Using only a few samples is unlikely to give us a very representative picture of the situation so let’s use a more systematic approach. Beware, the following code may be very slow. We will only use 10 samples per cohort to make it slightly faster.

cohorts = {'Mozambique_north': "release == '1.0' and location == 'Motinho'",
           'Mozambique_south': "release == '1.0' and location in ['Palmeira', 'Palmeiras']",
           'Ghana_north': "release == '1.0' and admin1_name == 'Northern Region'",
           'Ghana_south': "release == '1.0' and location == 'Obuasi'"}

roh_count_list = []
froh_list = []
coh_list = []
sample_list = []

for coh_name, coh_query in cohorts.items():
    for sample in list(af1.sample_metadata().query(coh_query).sample_id)[:10]:
        roh_df = af1.roh_hmm(
            sample=sample,
            region="3RL",
            site_mask="funestus",
            window_size=10_000,
        )
        roh_df_100kb = roh_df.query("roh_length > 100_000")
        roh_count = len(roh_df_100kb)
        roh_total_length = roh_df_100kb["roh_length"].sum()
        froh = roh_total_length / len(af1.genome_sequence(region="3RL"))
        coh_list.append(coh_name)
        sample_list.append(sample)
        roh_count_list.append(roh_count)
        froh_list.append(froh)
df_roh = pd.DataFrame.from_dict({'sample_id': sample_list, 'cohort': coh_list, 'roh_count': roh_count_list, 'froh': froh_list})
df_roh

	sample_id	cohort	roh_count	froh
0	VBS24488	Mozambique_north	2	0.007288
1	VBS24489	Mozambique_north	2	0.006575
2	VBS24492	Mozambique_north	3	0.006747
3	VBS24493	Mozambique_north	1	0.003411
4	VBS24494	Mozambique_north	6	0.016241
5	VBS24497	Mozambique_north	3	0.009385
6	VBS24498	Mozambique_north	1	0.006982
7	VBS24499	Mozambique_north	2	0.007248
8	VBS24502	Mozambique_north	4	0.009050
9	VBS24505	Mozambique_north	3	0.008507
10	VBS17342	Mozambique_south	3	0.008484
11	VBS17345	Mozambique_south	7	0.014227
12	VBS17346	Mozambique_south	8	0.020137
13	VBS17347	Mozambique_south	2	0.005868
14	VBS17348	Mozambique_south	3	0.008000
15	VBS17349	Mozambique_south	3	0.008604
16	VBS17351	Mozambique_south	3	0.004690
17	VBS17353	Mozambique_south	1	0.004507
18	VBS17355	Mozambique_south	9	0.019035
19	VBS17356	Mozambique_south	3	0.006053
20	VBS24195	Ghana_north	47	0.148934
21	VBS24196	Ghana_north	52	0.166943
22	VBS24197	Ghana_north	47	0.126020
23	VBS24198	Ghana_north	43	0.152637
24	VBS24199	Ghana_north	39	0.131004
25	VBS24200	Ghana_north	48	0.205518
26	VBS24201	Ghana_north	44	0.221557
27	VBS24202	Ghana_north	40	0.417817
28	VBS24203	Ghana_north	50	0.200660
29	VBS24204	Ghana_north	36	0.247439
30	VBS17240	Ghana_south	3	0.006122
31	VBS17241	Ghana_south	3	0.007113
32	VBS17242	Ghana_south	1	0.005406
33	VBS17243	Ghana_south	4	0.008991
34	VBS17244	Ghana_south	2	0.005089
35	VBS17245	Ghana_south	3	0.006106
36	VBS17246	Ghana_south	3	0.007483
37	VBS17247	Ghana_south	1	0.003411
38	VBS17248	Ghana_south	3	0.007649
39	VBS17249	Ghana_south	2	0.006407

sns.scatterplot(data=df_roh, x="froh", y="roh_count", hue="cohort")

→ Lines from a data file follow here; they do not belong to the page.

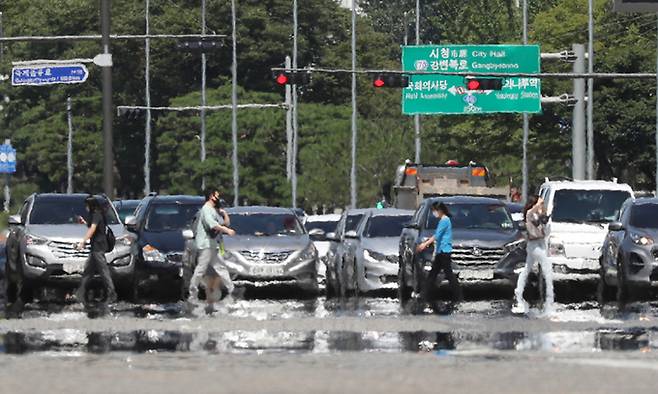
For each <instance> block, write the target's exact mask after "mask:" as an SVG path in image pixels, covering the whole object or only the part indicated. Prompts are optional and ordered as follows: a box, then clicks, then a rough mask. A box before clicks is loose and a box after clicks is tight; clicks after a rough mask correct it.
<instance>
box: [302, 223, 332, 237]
mask: <svg viewBox="0 0 658 394" xmlns="http://www.w3.org/2000/svg"><path fill="white" fill-rule="evenodd" d="M337 224H338V222H308V221H307V222H306V230H307V231H311V230H315V229H320V230H322V231H324V233H325V234H328V233H332V232H334V231H336V225H337Z"/></svg>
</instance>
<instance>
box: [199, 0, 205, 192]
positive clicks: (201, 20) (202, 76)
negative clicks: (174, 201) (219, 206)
mask: <svg viewBox="0 0 658 394" xmlns="http://www.w3.org/2000/svg"><path fill="white" fill-rule="evenodd" d="M201 34H206V0H201ZM201 106H202V107H205V106H206V53H205V52H202V53H201ZM200 115H201V163H202V164H203V163H205V161H206V110H205V109H204V108H202V109H201V114H200ZM201 168H202V171H203V175H202V176H201V189H202V190H205V188H206V168H205V167H204V166H201Z"/></svg>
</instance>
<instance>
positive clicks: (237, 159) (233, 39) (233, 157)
mask: <svg viewBox="0 0 658 394" xmlns="http://www.w3.org/2000/svg"><path fill="white" fill-rule="evenodd" d="M236 19H237V15H236V9H235V0H231V29H232V33H231V39H232V40H233V64H232V65H231V140H232V141H233V154H232V155H231V159H232V160H233V205H234V206H238V202H239V201H240V200H239V198H240V196H239V192H240V171H239V168H238V166H239V163H238V52H237V32H236Z"/></svg>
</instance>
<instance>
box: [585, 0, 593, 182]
mask: <svg viewBox="0 0 658 394" xmlns="http://www.w3.org/2000/svg"><path fill="white" fill-rule="evenodd" d="M588 9H589V13H588V30H589V31H588V48H587V72H588V73H590V74H591V73H593V72H594V4H593V0H589V1H588ZM594 178H595V174H594V79H592V78H590V79H588V80H587V179H594Z"/></svg>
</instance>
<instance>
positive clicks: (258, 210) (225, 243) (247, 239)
mask: <svg viewBox="0 0 658 394" xmlns="http://www.w3.org/2000/svg"><path fill="white" fill-rule="evenodd" d="M227 212H228V214H229V217H230V219H231V228H233V229H234V230H235V231H236V235H235V236H233V237H227V236H224V245H225V253H224V261H225V262H226V266H227V267H228V270H229V272H230V274H231V278H232V279H233V281H234V283H235V285H237V286H240V285H251V286H258V287H260V286H266V285H291V286H295V287H298V288H300V289H301V290H303V291H304V292H307V293H309V294H313V295H317V293H318V281H317V264H318V252H317V250H316V249H315V246H314V245H313V242H312V241H311V239H310V237H309V235H308V234H307V232H306V230H305V229H304V226H302V224H301V222H300V220H299V218H298V217H297V215H295V213H294V212H293V211H292V210H291V209H289V208H271V207H259V206H253V207H237V208H229V209H227ZM186 233H187V237H188V238H189V235H190V234H189V232H186ZM184 234H185V233H184ZM194 248H195V247H194V241H193V240H191V239H188V242H187V243H186V251H185V253H184V255H183V270H184V273H183V283H184V285H183V286H189V278H190V277H191V273H192V272H193V267H195V266H196V251H195V250H194ZM183 290H184V291H183V294H184V295H185V294H186V293H187V291H186V289H185V288H184V289H183Z"/></svg>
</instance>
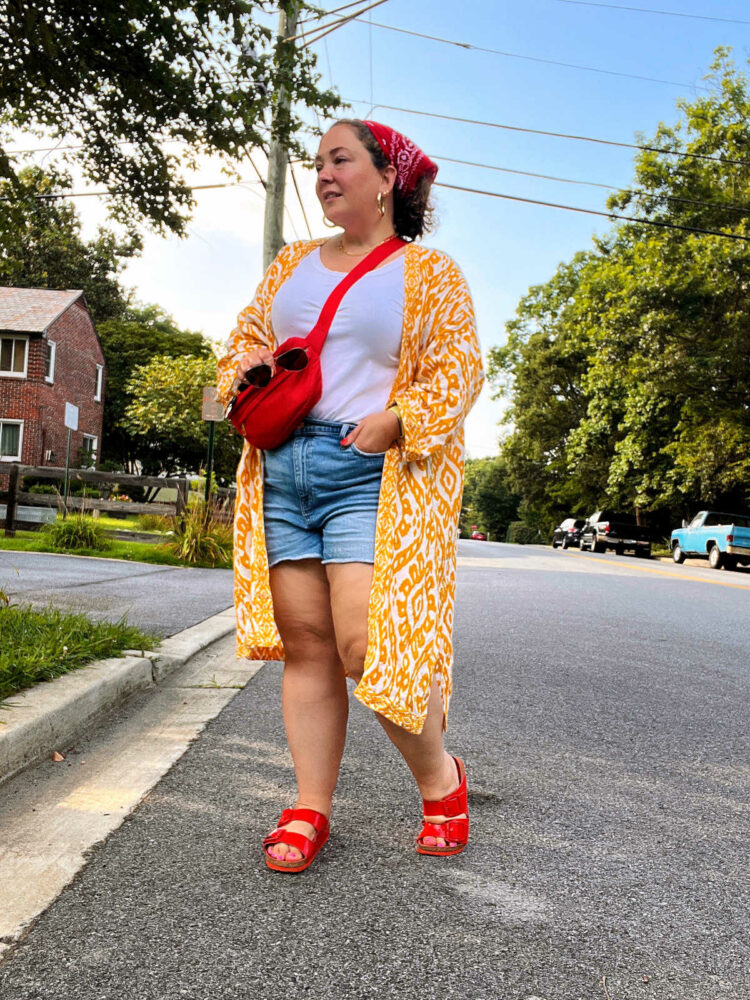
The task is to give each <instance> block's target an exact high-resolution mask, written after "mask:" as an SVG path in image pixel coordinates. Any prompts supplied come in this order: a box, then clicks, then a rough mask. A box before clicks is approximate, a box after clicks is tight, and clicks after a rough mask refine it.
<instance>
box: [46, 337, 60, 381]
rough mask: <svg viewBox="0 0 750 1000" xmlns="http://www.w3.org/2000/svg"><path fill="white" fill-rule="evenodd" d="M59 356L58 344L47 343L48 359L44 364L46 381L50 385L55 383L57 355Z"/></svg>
mask: <svg viewBox="0 0 750 1000" xmlns="http://www.w3.org/2000/svg"><path fill="white" fill-rule="evenodd" d="M56 354H57V344H56V343H55V342H54V340H48V341H47V358H46V360H45V363H44V381H45V382H49V384H50V385H52V383H53V382H54V381H55V355H56Z"/></svg>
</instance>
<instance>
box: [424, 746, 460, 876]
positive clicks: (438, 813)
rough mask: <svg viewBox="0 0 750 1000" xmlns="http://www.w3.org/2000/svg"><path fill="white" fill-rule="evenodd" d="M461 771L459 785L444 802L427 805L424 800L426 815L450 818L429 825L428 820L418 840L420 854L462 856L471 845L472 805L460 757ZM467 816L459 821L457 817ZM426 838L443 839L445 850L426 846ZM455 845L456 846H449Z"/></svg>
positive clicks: (457, 765) (445, 855)
mask: <svg viewBox="0 0 750 1000" xmlns="http://www.w3.org/2000/svg"><path fill="white" fill-rule="evenodd" d="M453 759H454V760H455V762H456V770H457V771H458V778H459V785H458V788H457V789H456V790H455V792H451V794H450V795H446V797H445V798H444V799H440V800H439V801H437V802H427V801H425V800H424V799H423V800H422V813H423V815H424V816H447V817H449V818H448V819H447V820H446V821H445V822H443V823H430V822H429V821H428V820H426V819H425V822H424V826H423V827H422V830H421V832H420V834H419V836H418V837H417V851H419V853H420V854H434V855H440V856H443V857H444V856H447V855H449V854H460V853H461V851H463V850H464V849H465V847H466V845H467V844H468V842H469V803H468V795H467V791H466V768H465V767H464V762H463V761H462V760H461V758H460V757H454V758H453ZM461 813H464V814H465V815H464V816H463V817H461V818H460V819H455V818H454V817H456V816H461ZM425 837H436V838H437V837H441V838H442V839H443V840H445V841H446V844H445V847H438V846H437V844H425V843H424V838H425ZM450 843H452V844H453V845H454V846H453V847H450V846H449V844H450Z"/></svg>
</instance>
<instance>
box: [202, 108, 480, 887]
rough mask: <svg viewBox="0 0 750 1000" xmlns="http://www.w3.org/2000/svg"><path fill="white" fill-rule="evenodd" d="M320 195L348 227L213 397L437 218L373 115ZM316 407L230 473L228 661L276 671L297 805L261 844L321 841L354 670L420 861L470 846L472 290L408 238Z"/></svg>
mask: <svg viewBox="0 0 750 1000" xmlns="http://www.w3.org/2000/svg"><path fill="white" fill-rule="evenodd" d="M315 169H316V171H317V186H316V192H317V195H318V198H319V200H320V203H321V205H322V207H323V212H324V215H325V218H326V219H327V220H328V221H329V223H330V224H333V225H336V226H339V227H341V230H342V232H341V234H340V235H335V236H333V237H331V239H329V240H327V241H326V240H313V241H310V242H303V243H294V244H291V245H288V246H285V247H284V248H283V249H282V250H281V251H280V253H279V254H278V256H277V257H276V260H275V261H274V262H273V264H272V265H271V267H270V268H269V270H268V272H267V273H266V275H265V277H264V278H263V280H262V282H261V284H260V286H259V288H258V292H257V294H256V297H255V300H254V301H253V303H252V304H251V305H250V306H249V307H248V308H247V309H245V310H244V311H243V312H242V313H241V314H240V317H239V321H238V326H237V328H236V329H235V330H234V332H233V333H232V335H231V337H230V340H229V342H228V353H227V355H226V356H225V357H224V358H222V360H221V361H220V362H219V391H220V395H221V397H222V398H223V400H224V402H225V403H228V402H229V401H231V399H232V398H233V396H234V394H235V393H236V391H237V389H238V386H239V384H240V383H241V381H242V379H243V378H244V377H245V375H246V373H247V372H248V371H249V369H251V368H253V367H255V366H256V365H260V364H268V365H270V366H271V367H272V368H273V356H272V353H271V352H272V351H273V350H274V349H275V348H276V347H277V346H278V344H280V343H282V342H283V341H284V340H286V339H287V337H289V336H294V335H296V336H305V335H307V333H309V331H310V330H311V329H312V327H313V325H314V323H315V320H316V319H317V317H318V313H319V311H320V309H321V307H322V305H323V302H324V301H325V299H326V298H327V296H328V295H329V293H330V292H331V290H332V288H333V287H334V286H335V285H336V284H337V283H338V282H339V281H340V280H341V277H342V275H343V274H345V273H347V272H348V271H350V270H351V269H352V268H353V267H354V266H355V265H356V264H357V263H358V261H360V260H362V259H363V258H364V257H365V256H366V254H367V253H369V252H370V250H372V249H373V248H374V247H375V246H378V245H379V244H382V243H384V242H385V241H386V240H387V239H388V238H390V237H392V236H393V234H394V233H396V234H397V235H398V236H400V237H402V238H403V239H405V240H408V241H412V240H414V239H415V238H417V237H419V236H421V235H422V233H423V231H424V230H425V229H426V228H427V225H428V221H429V204H428V196H429V190H430V186H431V184H432V181H433V180H434V177H435V174H436V173H437V167H436V166H435V164H434V163H433V162H432V161H431V160H430V159H429V158H428V157H427V156H425V154H424V153H422V151H421V150H420V149H418V147H417V146H415V145H414V143H412V142H411V141H410V140H408V139H406V138H405V137H404V136H402V135H400V134H399V133H398V132H395V131H393V130H392V129H390V128H388V127H387V126H384V125H380V124H378V123H376V122H361V121H358V120H342V121H340V122H337V123H336V124H335V125H334V126H333V127H332V128H331V129H330V130H329V131H328V132H327V133H326V134H325V135H324V136H323V138H322V140H321V142H320V147H319V150H318V154H317V156H316V158H315ZM321 363H322V370H323V396H322V398H321V400H320V402H319V403H318V405H317V406H316V407H315V408H314V409H313V411H312V412H311V413H310V415H309V418H308V419H307V420H306V421H305V423H304V424H303V425H302V427H301V428H300V429H299V430H298V431H296V432H295V434H294V435H293V436H292V438H291V439H290V440H289V441H287V442H286V443H285V444H283V445H281V446H280V447H279V448H276V449H274V450H272V451H267V452H265V453H261V452H259V451H258V450H257V449H255V448H253V447H251V446H250V445H248V444H246V446H245V450H244V452H243V456H242V460H241V462H240V467H239V470H238V477H237V481H238V499H237V510H236V518H235V603H236V608H237V621H238V656H246V657H248V658H253V659H261V660H273V659H276V660H284V661H285V666H284V674H283V680H282V706H283V713H284V723H285V726H286V731H287V737H288V741H289V748H290V751H291V754H292V758H293V761H294V768H295V774H296V778H297V785H298V798H297V803H296V806H295V808H294V809H293V810H285V811H284V813H282V816H281V819H280V820H279V823H278V826H277V828H276V829H275V830H274V831H272V833H271V834H269V836H268V837H266V839H265V840H264V845H265V853H266V863H267V865H268V866H269V867H270V868H272V869H274V870H277V871H285V872H299V871H302V870H304V869H305V868H306V867H307V866H308V865H309V864H310V863H311V862H312V860H313V859H314V858H315V856H316V855H317V853H318V851H319V850H320V848H321V847H322V846H323V844H324V843H325V841H326V840H327V838H328V817H329V815H330V811H331V802H332V798H333V792H334V788H335V786H336V780H337V777H338V771H339V765H340V762H341V757H342V754H343V750H344V740H345V735H346V723H347V715H348V692H347V687H346V676H348V677H350V678H353V679H354V680H355V681H356V682H357V687H356V689H355V691H354V693H355V695H356V697H358V698H359V699H360V700H361V701H362V702H363V703H364V704H365V705H368V706H369V707H370V708H372V709H373V710H374V711H375V712H376V715H377V718H378V721H379V722H380V723H381V725H382V726H383V728H384V729H385V731H386V733H387V734H388V736H389V737H390V739H391V740H392V741H393V743H394V744H395V745H396V747H397V748H398V749H399V751H400V752H401V754H402V755H403V757H404V759H405V761H406V763H407V765H408V766H409V768H410V770H411V772H412V774H413V776H414V778H415V780H416V782H417V785H418V787H419V790H420V792H421V795H422V799H423V806H424V817H425V822H424V825H423V828H422V831H421V833H420V835H419V837H418V839H417V850H418V851H419V852H420V853H422V854H433V855H448V854H455V853H458V852H459V851H461V850H463V849H464V848H465V846H466V843H467V839H468V826H469V824H468V810H467V803H466V775H465V769H464V766H463V763H462V761H461V760H460V759H458V758H454V757H451V756H450V755H449V754H448V753H446V751H445V749H444V747H443V730H444V728H445V722H446V717H447V710H448V703H449V700H450V695H451V667H452V646H451V628H452V621H453V598H454V592H455V563H456V556H455V550H456V535H457V530H456V529H457V524H458V515H459V511H460V504H461V491H462V484H463V430H462V425H463V421H464V418H465V417H466V414H467V413H468V411H469V409H470V408H471V406H472V404H473V402H474V400H475V399H476V397H477V395H478V394H479V390H480V388H481V385H482V380H483V373H482V369H481V354H480V348H479V343H478V340H477V336H476V329H475V324H474V312H473V306H472V301H471V297H470V294H469V291H468V288H467V286H466V282H465V280H464V278H463V275H462V274H461V272H460V270H459V269H458V267H457V266H456V265H455V264H454V262H453V261H452V260H451V259H450V258H449V257H447V256H446V255H445V254H442V253H440V252H439V251H436V250H429V249H427V248H423V247H421V246H418V245H417V244H416V243H414V242H408V244H407V245H406V246H405V247H401V248H400V249H399V250H398V251H397V252H396V253H394V254H393V255H392V256H390V257H389V258H388V259H387V260H386V261H385V262H384V263H383V264H381V265H380V266H379V267H378V268H376V269H374V270H372V271H370V272H369V273H368V274H366V275H364V276H363V277H362V278H360V280H359V281H358V282H357V283H356V284H355V285H354V286H353V287H352V288H350V289H349V291H348V292H347V293H346V295H345V296H344V299H343V301H342V303H341V305H340V307H339V309H338V312H337V314H336V317H335V319H334V321H333V324H332V326H331V330H330V333H329V336H328V339H327V341H326V344H325V347H324V350H323V353H322V356H321Z"/></svg>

<Axes: xlabel='froh', ylabel='roh_count'>

../_images/a3a4017a9d1a9e7eee533ab46f347a0727d12179cece945ca97147a0aba29ee8.png

We can see that the population from Northern Ghana is quite atypical with very high numbers and frequencies of runs of homozygosity.

Congratulations on reaching the end of this notebook. You should now be able to start analysing Anopheles funestus data using Af1.0.